市場戦略とは、「どのニーズに応えるか」と同時に「どの市場でなら一番になれるか」を考えることだ。一番とはいっても、日本で一番でなくていい。町内で一番、業界内のニッチな分野で一番、特定の価値観を持つお客から一番支持される。それで十分に成り立つのが、小さな会社の面白さだ。
自分の商品が、誰のどんな悩みに届くのか。その答えを見つけたとき、商品の良さが初めて本来の価値として評価される。価値を決めるのは作り手ではなく、受け手である。ならば、その受け手が集まる「一番になれる市場」に向けて届けることが、商売の本質だと言える。
「良い商品をつくったのに売れない」・・・。その背景には、届ける相手がぼんやりしているという問題があることが多い。誰に向けてビジネスを組み立てるべきか迷ったら、こちらを読んでみてほしい。▶︎「ターゲット設定」
ライバルと商圏を知らずに戦うな
『地図を持たずに旅に出るようなものだ。まずは誰とどこで戦うのかを把握する必要がある』
市場戦略において重要なのは、ライバル分析と商圏設定によって“勝てる場所”を見極めることだ。
商売は旅に似ている。目的地も地図も持たずに出発してしまえば、どこに向かっているのか分からなくなる。特にスモールビジネスにおいては、「どこで誰と競っているのか」を知らずに戦うのは致命的だ。戦わなくていい場所で無駄に消耗する前に、戦略の地図を描くことが必要になる。
ライバル分析とは、敵をけなすことではない。むしろ、「自分はどこで、どのように差別化できるか」を明らかにする作業だ。例えば、同じようなサービスをしている競合が価格を武器にしているのなら、自分は「対応力」や「安心感」で勝負する。あるいは、客層や地域をずらして、戦わずに勝てるポジションを取る。これは逃げではない。賢い選択である。

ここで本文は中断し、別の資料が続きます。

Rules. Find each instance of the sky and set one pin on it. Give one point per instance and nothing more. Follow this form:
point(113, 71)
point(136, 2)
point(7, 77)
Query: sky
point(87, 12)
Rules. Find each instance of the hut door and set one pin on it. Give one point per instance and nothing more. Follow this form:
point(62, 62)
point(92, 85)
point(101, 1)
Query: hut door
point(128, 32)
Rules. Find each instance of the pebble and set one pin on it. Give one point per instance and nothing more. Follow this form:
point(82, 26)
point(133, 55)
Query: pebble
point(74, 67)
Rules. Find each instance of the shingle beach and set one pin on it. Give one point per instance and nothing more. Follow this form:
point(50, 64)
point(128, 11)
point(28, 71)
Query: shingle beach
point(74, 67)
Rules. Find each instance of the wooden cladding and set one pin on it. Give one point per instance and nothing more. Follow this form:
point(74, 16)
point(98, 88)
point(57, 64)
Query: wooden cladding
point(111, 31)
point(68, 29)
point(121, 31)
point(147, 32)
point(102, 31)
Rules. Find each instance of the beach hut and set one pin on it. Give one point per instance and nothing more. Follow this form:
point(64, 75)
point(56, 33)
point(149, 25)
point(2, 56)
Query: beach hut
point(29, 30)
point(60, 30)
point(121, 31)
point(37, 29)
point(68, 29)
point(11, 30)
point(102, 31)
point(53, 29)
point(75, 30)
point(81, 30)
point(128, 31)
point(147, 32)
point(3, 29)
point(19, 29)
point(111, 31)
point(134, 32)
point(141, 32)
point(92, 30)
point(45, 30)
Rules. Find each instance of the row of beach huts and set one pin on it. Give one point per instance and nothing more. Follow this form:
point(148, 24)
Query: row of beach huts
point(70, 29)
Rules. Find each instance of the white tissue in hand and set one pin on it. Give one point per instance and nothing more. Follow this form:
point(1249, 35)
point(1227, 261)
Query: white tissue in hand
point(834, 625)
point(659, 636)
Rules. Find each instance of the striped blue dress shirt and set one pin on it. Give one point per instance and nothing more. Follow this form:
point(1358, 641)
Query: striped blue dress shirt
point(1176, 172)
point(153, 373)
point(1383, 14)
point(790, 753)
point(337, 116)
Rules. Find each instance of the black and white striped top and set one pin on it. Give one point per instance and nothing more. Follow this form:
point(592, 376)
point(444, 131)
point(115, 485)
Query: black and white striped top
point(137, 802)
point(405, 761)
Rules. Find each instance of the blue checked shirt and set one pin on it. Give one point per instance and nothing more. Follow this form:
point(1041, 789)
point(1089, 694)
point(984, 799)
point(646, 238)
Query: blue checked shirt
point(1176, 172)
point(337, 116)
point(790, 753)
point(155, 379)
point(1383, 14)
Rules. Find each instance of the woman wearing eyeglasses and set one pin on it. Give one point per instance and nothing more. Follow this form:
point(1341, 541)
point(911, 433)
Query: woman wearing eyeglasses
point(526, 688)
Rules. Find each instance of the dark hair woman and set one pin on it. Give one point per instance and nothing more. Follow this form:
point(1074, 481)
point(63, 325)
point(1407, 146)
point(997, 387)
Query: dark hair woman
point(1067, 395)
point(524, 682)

そしてもうひとつ大切なのが「商圏設定」だ。どこで売るかを間違えると、せっかくの商品も意味をなさない。たとえば、高齢者向けの商品を若者の多いエリアで売っても響かないし、通勤者向けのサービスを住宅地で展開しても効果は薄い。つまり、商品と地域の相性を見極める力が商売の明暗を分けるのだ。
この商圏とライバルの情報は、決して机上の空論ではない。地域の統計データ、商店街の様子、周辺店舗の価格帯、口コミなど、現場で得られる情報は豊富にある。スモールビジネスだからこそ、こうした地に足のついた分析が生きてくる。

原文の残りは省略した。